無名山,破廟。
廟內有五尊神像,碎裂得不成樣子。
神像前五個道貌岸然的道士圍繞篝火盤膝而坐,吞吐靈氣,與張角不同的是,他們吞吐的氣為世間濁氣!
篝火上面架著一盆熬著的肉湯,肥油在上面翻滾著,時不時冒出一段段被煮熟的骨肉,香氣撲鼻而來。
油燈燃燒的光照過他們的身體,把影子映在廟內壁畫,黑影不斷扭曲,與常人大異,宛如其內躲藏著魑魅魍魎!
忽然,篝火閃動了一下,疫鬼所化清風在空中晃晃悠悠,飄到這座廟中。
其中一位穿著青色道衣的道人睜開雙眼,張大長滿獠牙的大嘴,一口把清風吞了下去,臉上慍怒。
“有人打殺了吾等派出去的疫鬼!”
其他道人睜開眼睛,滿臉憤怒,紛紛問道:“何方鼠輩,好大的膽子!”
青衣道人嘴里咀嚼起來,疫鬼最后的記憶浮現在他的腦海,冷哼一聲。
“哼,一群叫太平道的螻蟻!”
周遭身著各色衣服的道人七嘴八舌嚷嚷起來,剝開人皮,露出里面面目猙獰的惡鬼,燭光照到破廟墻角。
竟然都是白森森的人骨!
隨著惡鬼相的暴露,滿廟都是鬼哭狼嚎的聲音,端的瘆人。
“區區凡人,焉敢壞吾等大計!”
“嘿嘿嘿,想必他們的心肝很好吃吧。”
“那位大人......”
紅衣道人這話一出,廟里頓時安靜下來,綠衣道人一把捂住他的嘴,面帶惶恐。
“噓,慎言!”
“那位大人的名諱不可提及!”
身邊的其他三位道人同樣一臉惶恐,剛才的惡鬼相迅速收回體內,又成了人身。
一直沒說話的灰衣道人拿起擺在旁邊的白骨勺子往肉湯里攪了攪,滿意的點點頭,
“這湯煮好了,快喝下吧。”
“善!”諸位道人右手抱住左手,行了個“道禮”,才拿來白骨碗筷,笑嘻嘻的盛了碗湯。
一碗碗湯被他們仰頭喝下,幾滴湯汁連著肉塊掉在了地上,引得廟內老鼠竄了出來,啃食地上的肉塊。
“哈哈哈,吃吧,吃吧,吃得多多的。”
灰衣道人見老鼠吃得香甜,大笑著拍手,隨著鍋內湯水的減少,也露出了里面的湯底。
赫然是一顆小孩的頭顱!!!
那些香噴噴、濺著油的肉都是人肉!
“還是這幼羊煮的湯最為軟嫩可口,就是有點少了。”褐衣道人吐出一截骨頭,搖著頭可惜道。
紅衣道人揮了揮手,笑著道:
“這有何難?既然中兄喜歡,吾等再去抓來幾個便是了。”
身旁的青衣道人跟著附和道:
“正是,正是,那些兩腳羊被我們吃下,還是給他們的福分。”
“不知春兄這一次疫鬼被滅的地方是哪個州?”紅衣道人轉身看向青衣道人,問道。
青衣道人把碗往地上一擱,憤憤說道:“荊州!長社!”
“那我過幾日便往荊州走一遭吧。”紅衣道人笑了笑,“也趕點荊州的幼羊來給諸位兄臺嘗嘗。”
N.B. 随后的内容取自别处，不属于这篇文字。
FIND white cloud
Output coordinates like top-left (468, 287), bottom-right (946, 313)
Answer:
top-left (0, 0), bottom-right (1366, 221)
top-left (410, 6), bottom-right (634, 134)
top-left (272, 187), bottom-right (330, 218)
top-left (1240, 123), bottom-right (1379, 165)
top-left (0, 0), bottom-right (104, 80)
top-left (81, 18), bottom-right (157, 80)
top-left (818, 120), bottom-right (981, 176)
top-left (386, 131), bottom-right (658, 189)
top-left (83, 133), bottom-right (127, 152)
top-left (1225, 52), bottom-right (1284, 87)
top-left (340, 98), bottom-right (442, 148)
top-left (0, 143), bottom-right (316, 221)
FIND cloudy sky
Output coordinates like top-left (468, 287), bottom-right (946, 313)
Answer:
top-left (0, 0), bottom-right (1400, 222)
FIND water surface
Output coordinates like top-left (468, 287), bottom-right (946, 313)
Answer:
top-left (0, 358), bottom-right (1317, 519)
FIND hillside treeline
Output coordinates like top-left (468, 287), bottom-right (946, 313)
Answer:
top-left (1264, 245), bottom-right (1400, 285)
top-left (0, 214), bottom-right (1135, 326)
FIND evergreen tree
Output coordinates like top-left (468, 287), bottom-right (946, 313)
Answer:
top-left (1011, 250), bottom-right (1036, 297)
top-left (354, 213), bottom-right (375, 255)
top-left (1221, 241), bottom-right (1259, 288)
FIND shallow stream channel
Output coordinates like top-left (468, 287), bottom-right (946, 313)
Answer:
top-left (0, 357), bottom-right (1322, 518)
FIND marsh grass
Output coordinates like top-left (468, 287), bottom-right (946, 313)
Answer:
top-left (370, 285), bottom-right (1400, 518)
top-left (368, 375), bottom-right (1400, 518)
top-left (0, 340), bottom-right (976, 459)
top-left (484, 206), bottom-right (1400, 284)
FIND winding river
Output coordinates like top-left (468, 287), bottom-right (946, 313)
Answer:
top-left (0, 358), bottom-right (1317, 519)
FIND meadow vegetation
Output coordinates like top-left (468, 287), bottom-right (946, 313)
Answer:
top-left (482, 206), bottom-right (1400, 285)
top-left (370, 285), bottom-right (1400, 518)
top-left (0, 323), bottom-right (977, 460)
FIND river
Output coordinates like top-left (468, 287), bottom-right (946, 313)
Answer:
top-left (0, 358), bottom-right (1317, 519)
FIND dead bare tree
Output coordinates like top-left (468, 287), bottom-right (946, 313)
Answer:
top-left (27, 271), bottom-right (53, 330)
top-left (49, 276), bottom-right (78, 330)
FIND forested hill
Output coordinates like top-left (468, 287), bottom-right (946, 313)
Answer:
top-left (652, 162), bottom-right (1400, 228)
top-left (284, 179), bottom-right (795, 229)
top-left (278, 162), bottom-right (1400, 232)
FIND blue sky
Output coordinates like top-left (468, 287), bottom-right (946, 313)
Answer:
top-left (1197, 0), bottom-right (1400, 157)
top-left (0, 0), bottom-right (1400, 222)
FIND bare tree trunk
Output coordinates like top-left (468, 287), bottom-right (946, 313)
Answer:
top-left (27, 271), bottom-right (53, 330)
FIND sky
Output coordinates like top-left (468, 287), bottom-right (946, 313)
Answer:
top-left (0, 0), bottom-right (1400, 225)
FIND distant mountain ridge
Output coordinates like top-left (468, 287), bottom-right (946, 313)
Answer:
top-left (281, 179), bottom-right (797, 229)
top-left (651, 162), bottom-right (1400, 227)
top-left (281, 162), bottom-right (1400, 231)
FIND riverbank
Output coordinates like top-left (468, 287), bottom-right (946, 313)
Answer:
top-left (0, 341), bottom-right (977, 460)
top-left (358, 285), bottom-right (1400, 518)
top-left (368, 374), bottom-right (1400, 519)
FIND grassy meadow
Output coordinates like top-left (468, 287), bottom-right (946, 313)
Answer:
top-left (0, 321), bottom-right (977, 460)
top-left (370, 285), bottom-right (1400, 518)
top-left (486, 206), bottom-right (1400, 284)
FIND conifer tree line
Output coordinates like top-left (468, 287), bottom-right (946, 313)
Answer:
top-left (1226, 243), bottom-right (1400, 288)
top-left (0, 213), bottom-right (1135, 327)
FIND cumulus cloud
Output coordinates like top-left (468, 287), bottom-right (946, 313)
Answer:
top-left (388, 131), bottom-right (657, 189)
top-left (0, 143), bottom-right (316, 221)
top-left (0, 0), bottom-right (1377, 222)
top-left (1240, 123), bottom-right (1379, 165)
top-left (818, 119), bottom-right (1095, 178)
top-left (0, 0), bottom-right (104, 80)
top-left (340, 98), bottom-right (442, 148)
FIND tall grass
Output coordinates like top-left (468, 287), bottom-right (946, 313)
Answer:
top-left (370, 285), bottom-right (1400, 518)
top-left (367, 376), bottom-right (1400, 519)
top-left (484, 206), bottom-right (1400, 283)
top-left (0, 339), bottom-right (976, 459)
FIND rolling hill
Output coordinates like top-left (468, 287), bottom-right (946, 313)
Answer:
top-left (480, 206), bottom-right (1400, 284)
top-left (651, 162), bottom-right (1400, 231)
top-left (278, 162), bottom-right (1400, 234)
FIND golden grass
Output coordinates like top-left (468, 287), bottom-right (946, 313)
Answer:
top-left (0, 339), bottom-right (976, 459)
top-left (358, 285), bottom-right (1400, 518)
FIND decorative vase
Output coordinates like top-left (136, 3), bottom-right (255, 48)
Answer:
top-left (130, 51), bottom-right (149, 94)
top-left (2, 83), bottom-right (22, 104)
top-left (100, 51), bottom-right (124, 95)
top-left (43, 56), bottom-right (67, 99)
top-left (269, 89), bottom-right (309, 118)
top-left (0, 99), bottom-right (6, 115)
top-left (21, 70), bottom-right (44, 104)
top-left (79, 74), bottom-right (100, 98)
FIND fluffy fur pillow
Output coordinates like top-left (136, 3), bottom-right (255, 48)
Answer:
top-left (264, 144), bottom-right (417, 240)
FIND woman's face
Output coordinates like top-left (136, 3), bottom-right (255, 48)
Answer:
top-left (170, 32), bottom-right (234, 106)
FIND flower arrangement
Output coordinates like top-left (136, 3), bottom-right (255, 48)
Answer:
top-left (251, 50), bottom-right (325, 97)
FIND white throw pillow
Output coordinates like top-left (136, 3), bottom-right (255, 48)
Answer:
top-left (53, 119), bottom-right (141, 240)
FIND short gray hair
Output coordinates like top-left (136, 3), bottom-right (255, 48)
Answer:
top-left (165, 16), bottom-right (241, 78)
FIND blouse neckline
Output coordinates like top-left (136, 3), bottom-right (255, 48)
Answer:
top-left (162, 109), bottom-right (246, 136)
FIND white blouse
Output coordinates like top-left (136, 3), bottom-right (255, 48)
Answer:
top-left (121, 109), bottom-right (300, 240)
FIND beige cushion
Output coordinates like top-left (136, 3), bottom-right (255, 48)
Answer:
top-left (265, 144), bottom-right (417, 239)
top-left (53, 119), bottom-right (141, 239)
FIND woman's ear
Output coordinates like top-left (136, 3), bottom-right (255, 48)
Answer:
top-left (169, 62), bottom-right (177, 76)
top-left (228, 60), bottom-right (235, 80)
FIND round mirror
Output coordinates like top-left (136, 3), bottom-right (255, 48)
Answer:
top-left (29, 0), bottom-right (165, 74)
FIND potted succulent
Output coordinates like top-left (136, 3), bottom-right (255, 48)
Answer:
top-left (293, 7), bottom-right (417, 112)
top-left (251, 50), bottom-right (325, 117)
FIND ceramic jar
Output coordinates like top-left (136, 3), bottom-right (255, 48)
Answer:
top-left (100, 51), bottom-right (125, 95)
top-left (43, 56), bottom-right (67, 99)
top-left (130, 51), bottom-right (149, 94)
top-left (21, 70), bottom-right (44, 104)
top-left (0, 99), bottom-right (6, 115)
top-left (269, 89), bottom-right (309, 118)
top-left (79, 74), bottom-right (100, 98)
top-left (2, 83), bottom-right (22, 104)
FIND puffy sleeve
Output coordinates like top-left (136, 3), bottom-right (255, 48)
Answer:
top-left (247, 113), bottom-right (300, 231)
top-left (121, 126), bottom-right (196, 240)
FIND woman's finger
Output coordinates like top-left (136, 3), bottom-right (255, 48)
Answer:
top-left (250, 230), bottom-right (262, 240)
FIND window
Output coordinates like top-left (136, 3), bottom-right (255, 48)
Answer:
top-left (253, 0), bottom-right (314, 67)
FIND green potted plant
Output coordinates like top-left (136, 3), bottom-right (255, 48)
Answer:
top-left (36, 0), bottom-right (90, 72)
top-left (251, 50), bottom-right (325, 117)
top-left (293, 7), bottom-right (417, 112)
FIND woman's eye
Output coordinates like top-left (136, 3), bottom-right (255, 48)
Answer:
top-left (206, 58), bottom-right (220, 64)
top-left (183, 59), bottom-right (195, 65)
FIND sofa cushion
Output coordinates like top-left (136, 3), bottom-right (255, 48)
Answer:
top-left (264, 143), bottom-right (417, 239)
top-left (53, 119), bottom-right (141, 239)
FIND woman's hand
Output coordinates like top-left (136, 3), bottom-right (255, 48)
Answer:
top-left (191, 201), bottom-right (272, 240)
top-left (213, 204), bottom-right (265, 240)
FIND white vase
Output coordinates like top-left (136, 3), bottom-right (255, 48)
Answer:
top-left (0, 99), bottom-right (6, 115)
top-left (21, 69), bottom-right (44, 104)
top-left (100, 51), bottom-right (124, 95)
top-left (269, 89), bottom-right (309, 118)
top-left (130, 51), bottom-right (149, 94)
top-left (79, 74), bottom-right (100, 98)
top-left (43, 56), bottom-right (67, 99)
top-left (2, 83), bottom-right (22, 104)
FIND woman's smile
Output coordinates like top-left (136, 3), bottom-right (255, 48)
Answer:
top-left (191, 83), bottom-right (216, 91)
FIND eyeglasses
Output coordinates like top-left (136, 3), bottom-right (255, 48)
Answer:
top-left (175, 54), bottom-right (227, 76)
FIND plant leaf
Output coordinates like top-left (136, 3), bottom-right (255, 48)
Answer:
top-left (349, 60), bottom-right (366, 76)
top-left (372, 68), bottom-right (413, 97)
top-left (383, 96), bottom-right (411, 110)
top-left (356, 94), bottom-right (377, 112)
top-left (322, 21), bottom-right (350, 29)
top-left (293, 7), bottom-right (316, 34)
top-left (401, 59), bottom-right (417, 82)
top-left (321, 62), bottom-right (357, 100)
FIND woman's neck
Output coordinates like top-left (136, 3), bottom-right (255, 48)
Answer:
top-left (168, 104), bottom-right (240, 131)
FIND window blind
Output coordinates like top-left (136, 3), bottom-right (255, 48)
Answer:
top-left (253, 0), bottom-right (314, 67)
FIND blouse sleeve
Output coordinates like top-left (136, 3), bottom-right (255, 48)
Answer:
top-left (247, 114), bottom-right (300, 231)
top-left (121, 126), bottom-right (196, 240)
“那就多謝諸位賢弟了?”褐衣道人聞之大喜,喉嚨動了動,又舉起雙手,行了那個不倫不類的“道禮”。
紅衣道人佯裝不喜,“兄臺說的哪里話?以你我情分,哪里用得講這些。”
褐衣道人一愣,笑了笑,“倒是愚兄冒昧了,自罰一碗。”
說著,便盛上一碗熱騰騰的肉湯,仰頭喝下,半截斷指順到嘴邊滑落。
“我看中兄自罰是假,喝湯是真。”青衣道人調笑道。
“哈哈哈。”諸位道人也大笑起來。
廟內“眾人”其樂融融,一派和氣模樣。
......
解決完長社搞鬼的人后,一名太平道眾拱手向波才問道:
“波才將軍,接下來該怎么辦?”
波才沉思片刻,對著他說道:
“把消息傳給師父和在其他七州的弟兄,要快!沒有提前準備的弟兄遇到這鬼玩意,怕是搞不定。”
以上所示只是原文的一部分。